Kensei Ukita 浮田 健誠

Personal information
- Full name: Kensei Ukita
- Date of birth: June 12, 1997 (age 29)
- Place of birth: Chiba, Japan
- Height: 1.84 m (6 ft 1⁄2 in)
- Position: Forward

Team information
- Current team: AC Nagano Parceiro
- Number: 18

Youth career
- 0000–2012: Minato SC
- 2013–2015: Kashiwa Reysol

College career
- Years: Team / Apps / (Gls)
- 2016–2019: Juntendo University

Senior career*
- Years: Team / Apps / (Gls)
- 2015: Kashiwa Reysol / 0 / (0)
- 2020–2021: Renofa Yamaguchi / 52 / (9)
- 2022: SC Sagamihara / 27 / (1)
- 2023: FC Gifu / 22 / (0)
- 2024–: AC Nagano Parceiro / 63 / (16)
- Total:  / 164 / (26)

= Kensei Ukita =

Japanese footballer

Kensei Ukita (浮田 健誠, Ukita Kensei) is a Japanese football player for AC Nagano Parceiro.

==Career==
Ukita was born in Chiba Prefecture on June 12, 1997. He came through the youth team at Kashiwa Reysol based in his local.
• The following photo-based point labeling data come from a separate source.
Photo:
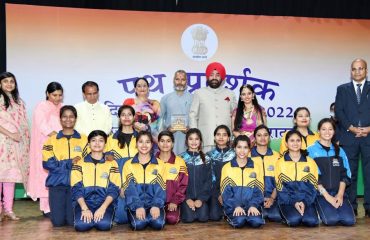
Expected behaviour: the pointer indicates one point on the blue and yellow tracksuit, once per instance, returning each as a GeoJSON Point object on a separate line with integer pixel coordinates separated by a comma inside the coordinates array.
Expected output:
{"type": "Point", "coordinates": [94, 181]}
{"type": "Point", "coordinates": [332, 170]}
{"type": "Point", "coordinates": [177, 178]}
{"type": "Point", "coordinates": [242, 187]}
{"type": "Point", "coordinates": [307, 141]}
{"type": "Point", "coordinates": [199, 187]}
{"type": "Point", "coordinates": [144, 187]}
{"type": "Point", "coordinates": [57, 153]}
{"type": "Point", "coordinates": [218, 158]}
{"type": "Point", "coordinates": [297, 182]}
{"type": "Point", "coordinates": [121, 155]}
{"type": "Point", "coordinates": [269, 161]}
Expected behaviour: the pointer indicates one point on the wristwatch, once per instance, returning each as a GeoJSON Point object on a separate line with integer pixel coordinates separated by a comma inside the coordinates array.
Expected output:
{"type": "Point", "coordinates": [322, 191]}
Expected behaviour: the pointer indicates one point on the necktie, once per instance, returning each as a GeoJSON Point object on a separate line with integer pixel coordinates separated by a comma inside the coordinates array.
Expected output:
{"type": "Point", "coordinates": [358, 93]}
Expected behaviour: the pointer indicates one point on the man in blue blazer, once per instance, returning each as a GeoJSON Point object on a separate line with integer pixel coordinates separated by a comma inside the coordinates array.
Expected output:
{"type": "Point", "coordinates": [352, 110]}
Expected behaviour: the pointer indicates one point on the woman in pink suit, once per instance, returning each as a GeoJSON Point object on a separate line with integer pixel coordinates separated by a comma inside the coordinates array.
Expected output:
{"type": "Point", "coordinates": [45, 123]}
{"type": "Point", "coordinates": [14, 143]}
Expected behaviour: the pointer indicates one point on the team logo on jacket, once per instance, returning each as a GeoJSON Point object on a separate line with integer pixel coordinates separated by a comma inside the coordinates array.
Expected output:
{"type": "Point", "coordinates": [104, 175]}
{"type": "Point", "coordinates": [270, 168]}
{"type": "Point", "coordinates": [77, 149]}
{"type": "Point", "coordinates": [173, 170]}
{"type": "Point", "coordinates": [336, 162]}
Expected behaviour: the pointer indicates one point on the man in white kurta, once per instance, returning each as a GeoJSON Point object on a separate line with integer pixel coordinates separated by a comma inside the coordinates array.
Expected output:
{"type": "Point", "coordinates": [91, 114]}
{"type": "Point", "coordinates": [177, 102]}
{"type": "Point", "coordinates": [212, 105]}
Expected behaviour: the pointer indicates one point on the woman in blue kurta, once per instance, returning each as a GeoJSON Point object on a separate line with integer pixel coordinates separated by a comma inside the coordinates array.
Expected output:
{"type": "Point", "coordinates": [95, 182]}
{"type": "Point", "coordinates": [334, 175]}
{"type": "Point", "coordinates": [242, 187]}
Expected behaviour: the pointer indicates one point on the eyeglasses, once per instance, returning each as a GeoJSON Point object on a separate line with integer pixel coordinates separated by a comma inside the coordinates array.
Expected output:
{"type": "Point", "coordinates": [360, 69]}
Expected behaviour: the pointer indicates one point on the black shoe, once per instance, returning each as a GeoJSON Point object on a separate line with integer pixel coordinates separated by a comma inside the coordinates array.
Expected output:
{"type": "Point", "coordinates": [47, 215]}
{"type": "Point", "coordinates": [367, 213]}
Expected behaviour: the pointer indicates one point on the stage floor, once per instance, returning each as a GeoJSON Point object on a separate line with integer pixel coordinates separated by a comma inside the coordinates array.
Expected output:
{"type": "Point", "coordinates": [34, 226]}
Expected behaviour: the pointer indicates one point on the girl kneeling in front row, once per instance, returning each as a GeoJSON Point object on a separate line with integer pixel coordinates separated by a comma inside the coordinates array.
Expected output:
{"type": "Point", "coordinates": [144, 186]}
{"type": "Point", "coordinates": [198, 192]}
{"type": "Point", "coordinates": [296, 183]}
{"type": "Point", "coordinates": [95, 182]}
{"type": "Point", "coordinates": [242, 187]}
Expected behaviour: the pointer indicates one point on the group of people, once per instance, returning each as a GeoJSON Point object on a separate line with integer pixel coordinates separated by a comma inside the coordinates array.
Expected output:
{"type": "Point", "coordinates": [189, 157]}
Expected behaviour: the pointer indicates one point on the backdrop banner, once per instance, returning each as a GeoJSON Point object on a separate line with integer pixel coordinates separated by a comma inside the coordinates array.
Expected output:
{"type": "Point", "coordinates": [291, 61]}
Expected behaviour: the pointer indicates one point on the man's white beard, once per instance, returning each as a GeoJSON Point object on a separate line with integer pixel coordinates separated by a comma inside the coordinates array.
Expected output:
{"type": "Point", "coordinates": [179, 89]}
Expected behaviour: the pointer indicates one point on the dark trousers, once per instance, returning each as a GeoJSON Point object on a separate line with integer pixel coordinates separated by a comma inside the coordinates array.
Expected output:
{"type": "Point", "coordinates": [104, 224]}
{"type": "Point", "coordinates": [272, 213]}
{"type": "Point", "coordinates": [353, 151]}
{"type": "Point", "coordinates": [333, 216]}
{"type": "Point", "coordinates": [172, 217]}
{"type": "Point", "coordinates": [200, 214]}
{"type": "Point", "coordinates": [120, 215]}
{"type": "Point", "coordinates": [245, 220]}
{"type": "Point", "coordinates": [156, 224]}
{"type": "Point", "coordinates": [60, 201]}
{"type": "Point", "coordinates": [293, 218]}
{"type": "Point", "coordinates": [215, 209]}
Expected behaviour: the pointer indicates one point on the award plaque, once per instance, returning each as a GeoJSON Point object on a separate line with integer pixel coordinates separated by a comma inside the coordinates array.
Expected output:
{"type": "Point", "coordinates": [178, 122]}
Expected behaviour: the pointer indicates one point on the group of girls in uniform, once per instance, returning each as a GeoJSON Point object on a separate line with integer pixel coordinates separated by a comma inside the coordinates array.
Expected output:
{"type": "Point", "coordinates": [97, 180]}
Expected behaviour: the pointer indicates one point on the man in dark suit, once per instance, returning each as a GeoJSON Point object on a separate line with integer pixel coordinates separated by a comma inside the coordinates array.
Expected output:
{"type": "Point", "coordinates": [352, 110]}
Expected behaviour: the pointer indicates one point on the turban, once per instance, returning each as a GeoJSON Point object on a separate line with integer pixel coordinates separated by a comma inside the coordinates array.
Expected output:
{"type": "Point", "coordinates": [218, 67]}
He was promoted to the top team ahead of the 2015 season. He made his official debut for Kashiwa Reysol, AFC Champions League on 6 May 2015 against the Vietnam-based club Binh Duong in Go Dau Stadium in Thu Dau Mot, Vietnam. In the 85th minute Ukita subbed in for Koki Oshima. Ukita and his club lost the match 1-0.